When she took her seat in front of the audience, with a spasm of awe, I recalled a scene worthy of a great creative. Here was an ordinary woman – fairly privileged, by virtue that she can write – who has defied patriarchal limits and expectations to challenge one of the most brutal dictatorships in Africa in the way only she believes is fit.
I dwelled deep in my elected consciousness – a consciousness informed by my own understanding of generational injustices and how they can be confronted – as I tried to picture her seated on the floor of her cell at Luzira prison where she was held for 16 months, her back against the wall.
When I asked her about her thoughts on Pan-Africanism and whether she believed it is the right ideology for Africa’s true liberation, she said: “although Pan-Africanism is an inspirational idea, I don’t believe in it, it is exclusive.”
Dr. Nyanzi is a medical anthropologist, a public health advocate, a radical feminist intellectual and a tree-shaker. She was awarded the 2020 Oxfam Novib/PEN International award for freedom of expression while in prison. The Oxfam Novib/PEN International award for freedom of expression is given to writers who “continue to work for freedom of expression in the face of persecution.
This is the famous poem that sent her to prison, written a day after President Museveni’s birthday.
Yoweri, they say it was your birthday yesterday.
How bitterly sad a day!
I wish the smelly and itchy cream-colored candida festering in Esiteri’s cunt had suffocated you to death during birth.
Suffocated you just like you are suffocating us with oppression, suppression, and repression!
Yoweri, they say it was your birthday yesterday.
How painfully ugly a day!
I wish the lice-filled bush of dirty pubic hair overgrown all over Esiteri’s unwashed chuchu had strangled you at birth.
Strangled you just like the long tentacles of corruption you sowed and watered into our bleeding economy.
Yoweri, they say it was your birthday yesterday.
How nauseatingly disgusting a day!
I wish the acidic pus flooding Esiteri’s cursed vaginal canal had burnt up your unborn fetus.
Burnt you up as badly as you have corroded all morality and professionalism out of our public institutions in Uganda.
Yoweri, they say it was your birthday yesterday.
How horrifically cancerous a day!
I wish the infectious dirty-brown discharge flooding Esiteri’s loose pussy had drowned you to death.
Drowned you as vilely as you have sunk and murdered the dreams and aspirations of millions of youths who languish in the deep sea of massive unemployment and under-employment in Uganda.

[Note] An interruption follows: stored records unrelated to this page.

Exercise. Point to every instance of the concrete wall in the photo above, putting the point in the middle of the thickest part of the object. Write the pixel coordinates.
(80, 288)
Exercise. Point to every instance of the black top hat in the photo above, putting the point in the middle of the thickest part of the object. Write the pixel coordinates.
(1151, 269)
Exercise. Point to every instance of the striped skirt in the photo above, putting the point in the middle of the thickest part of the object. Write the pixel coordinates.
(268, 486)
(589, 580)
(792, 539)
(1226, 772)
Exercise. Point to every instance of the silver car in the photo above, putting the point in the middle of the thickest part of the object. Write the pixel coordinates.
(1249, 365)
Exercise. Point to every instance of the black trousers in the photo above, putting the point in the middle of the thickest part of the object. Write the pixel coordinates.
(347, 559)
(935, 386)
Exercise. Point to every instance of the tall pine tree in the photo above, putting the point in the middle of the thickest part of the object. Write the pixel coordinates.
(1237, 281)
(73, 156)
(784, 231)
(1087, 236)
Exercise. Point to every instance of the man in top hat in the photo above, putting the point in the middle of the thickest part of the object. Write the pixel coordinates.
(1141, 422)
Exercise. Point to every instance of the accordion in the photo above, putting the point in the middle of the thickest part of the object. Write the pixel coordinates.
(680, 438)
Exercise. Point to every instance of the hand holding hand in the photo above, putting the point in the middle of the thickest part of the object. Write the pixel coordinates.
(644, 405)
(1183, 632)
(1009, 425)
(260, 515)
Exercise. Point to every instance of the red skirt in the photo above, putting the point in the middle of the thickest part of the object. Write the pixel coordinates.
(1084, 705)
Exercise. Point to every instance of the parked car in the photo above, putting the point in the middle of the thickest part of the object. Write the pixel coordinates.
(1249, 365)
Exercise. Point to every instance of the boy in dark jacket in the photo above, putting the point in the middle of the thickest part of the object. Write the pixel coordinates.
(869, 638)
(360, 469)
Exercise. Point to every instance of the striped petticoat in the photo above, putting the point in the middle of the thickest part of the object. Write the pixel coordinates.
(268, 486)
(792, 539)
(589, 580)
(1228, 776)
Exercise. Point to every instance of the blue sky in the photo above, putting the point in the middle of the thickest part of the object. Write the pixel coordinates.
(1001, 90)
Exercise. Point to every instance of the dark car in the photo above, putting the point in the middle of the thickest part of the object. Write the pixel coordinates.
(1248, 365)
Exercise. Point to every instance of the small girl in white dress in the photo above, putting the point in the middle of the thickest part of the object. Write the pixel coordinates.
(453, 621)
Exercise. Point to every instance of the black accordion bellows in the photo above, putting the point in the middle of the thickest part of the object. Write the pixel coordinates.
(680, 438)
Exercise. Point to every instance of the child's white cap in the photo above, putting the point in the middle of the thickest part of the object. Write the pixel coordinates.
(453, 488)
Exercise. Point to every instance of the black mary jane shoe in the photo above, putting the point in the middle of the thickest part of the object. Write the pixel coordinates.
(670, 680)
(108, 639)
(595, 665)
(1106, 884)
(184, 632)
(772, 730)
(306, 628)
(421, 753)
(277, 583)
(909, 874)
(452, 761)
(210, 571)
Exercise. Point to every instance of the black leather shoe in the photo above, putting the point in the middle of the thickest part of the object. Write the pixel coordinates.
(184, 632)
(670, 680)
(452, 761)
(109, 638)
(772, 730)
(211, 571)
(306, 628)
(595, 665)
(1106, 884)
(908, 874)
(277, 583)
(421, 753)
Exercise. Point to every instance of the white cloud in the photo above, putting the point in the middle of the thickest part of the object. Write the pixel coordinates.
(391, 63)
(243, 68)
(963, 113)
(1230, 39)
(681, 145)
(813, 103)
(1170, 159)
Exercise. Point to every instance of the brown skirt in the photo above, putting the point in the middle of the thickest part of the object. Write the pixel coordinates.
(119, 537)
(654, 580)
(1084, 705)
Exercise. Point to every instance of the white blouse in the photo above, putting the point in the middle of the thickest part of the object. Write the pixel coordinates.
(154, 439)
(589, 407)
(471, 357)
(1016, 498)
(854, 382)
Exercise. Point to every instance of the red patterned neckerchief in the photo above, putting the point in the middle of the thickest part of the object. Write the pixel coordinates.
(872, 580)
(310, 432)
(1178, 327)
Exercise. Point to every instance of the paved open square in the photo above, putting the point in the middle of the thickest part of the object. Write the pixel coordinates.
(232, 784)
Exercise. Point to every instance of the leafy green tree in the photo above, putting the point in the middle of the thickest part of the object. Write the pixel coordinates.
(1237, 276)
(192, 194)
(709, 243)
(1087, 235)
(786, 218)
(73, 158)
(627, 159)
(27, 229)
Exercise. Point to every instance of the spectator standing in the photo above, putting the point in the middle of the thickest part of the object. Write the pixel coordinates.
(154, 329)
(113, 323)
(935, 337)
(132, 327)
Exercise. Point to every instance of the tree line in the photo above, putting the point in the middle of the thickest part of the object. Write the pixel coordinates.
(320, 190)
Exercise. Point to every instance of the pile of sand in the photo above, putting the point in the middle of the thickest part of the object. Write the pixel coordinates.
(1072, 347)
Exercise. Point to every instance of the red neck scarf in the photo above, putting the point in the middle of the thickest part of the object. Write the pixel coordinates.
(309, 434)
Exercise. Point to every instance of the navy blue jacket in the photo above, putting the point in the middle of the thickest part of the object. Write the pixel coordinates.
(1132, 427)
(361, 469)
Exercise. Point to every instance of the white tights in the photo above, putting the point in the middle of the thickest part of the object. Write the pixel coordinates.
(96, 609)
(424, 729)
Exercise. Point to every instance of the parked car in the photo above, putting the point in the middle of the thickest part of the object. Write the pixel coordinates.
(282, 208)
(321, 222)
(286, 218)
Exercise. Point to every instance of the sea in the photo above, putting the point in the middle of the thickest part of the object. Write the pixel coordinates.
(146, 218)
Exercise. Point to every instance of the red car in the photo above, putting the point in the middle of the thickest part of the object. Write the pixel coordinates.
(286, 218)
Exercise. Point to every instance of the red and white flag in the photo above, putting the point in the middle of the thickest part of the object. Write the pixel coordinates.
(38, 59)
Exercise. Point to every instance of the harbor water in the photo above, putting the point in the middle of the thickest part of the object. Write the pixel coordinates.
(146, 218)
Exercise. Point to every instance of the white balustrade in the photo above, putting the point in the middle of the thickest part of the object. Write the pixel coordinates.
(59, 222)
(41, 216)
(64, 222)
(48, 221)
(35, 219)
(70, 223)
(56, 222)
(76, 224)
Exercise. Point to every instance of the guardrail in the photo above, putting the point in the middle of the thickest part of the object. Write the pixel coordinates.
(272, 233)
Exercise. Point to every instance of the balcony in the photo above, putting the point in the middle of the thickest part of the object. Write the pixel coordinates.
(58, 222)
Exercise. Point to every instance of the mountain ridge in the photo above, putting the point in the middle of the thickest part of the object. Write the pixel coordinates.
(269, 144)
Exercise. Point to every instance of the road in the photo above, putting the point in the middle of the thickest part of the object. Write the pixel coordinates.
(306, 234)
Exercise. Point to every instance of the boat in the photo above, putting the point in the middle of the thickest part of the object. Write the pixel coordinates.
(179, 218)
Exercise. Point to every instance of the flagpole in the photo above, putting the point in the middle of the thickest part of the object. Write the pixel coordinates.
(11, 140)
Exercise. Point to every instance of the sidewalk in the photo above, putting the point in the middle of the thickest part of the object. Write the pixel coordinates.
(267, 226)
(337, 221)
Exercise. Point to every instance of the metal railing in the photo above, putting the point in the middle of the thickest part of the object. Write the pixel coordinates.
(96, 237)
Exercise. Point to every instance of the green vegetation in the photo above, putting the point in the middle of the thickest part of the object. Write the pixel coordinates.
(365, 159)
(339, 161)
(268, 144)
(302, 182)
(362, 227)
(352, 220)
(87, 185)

Yoweri, they say it was your birthday yesterday.
How traumatically wasted a day!
I wish the poisoned uterus sitting just above Esiteri’s dry clitoris had prematurely miscarried a thing to be cast upon a manure pit.
Prematurely miscarried just like you prematurely aborted any semblance of democracy, good governance, and rule of law.
Yoweri, they say it was your birthday yesterday!
How morbidly grave a day!
I wish that Esiteri’s cursed genitals had pushed out a monstrously greenish-bluish still-birth.
You should have died at birth, you dirty delinquent dictator…
You should have died in birth, Yoweri Kaguta Museveni.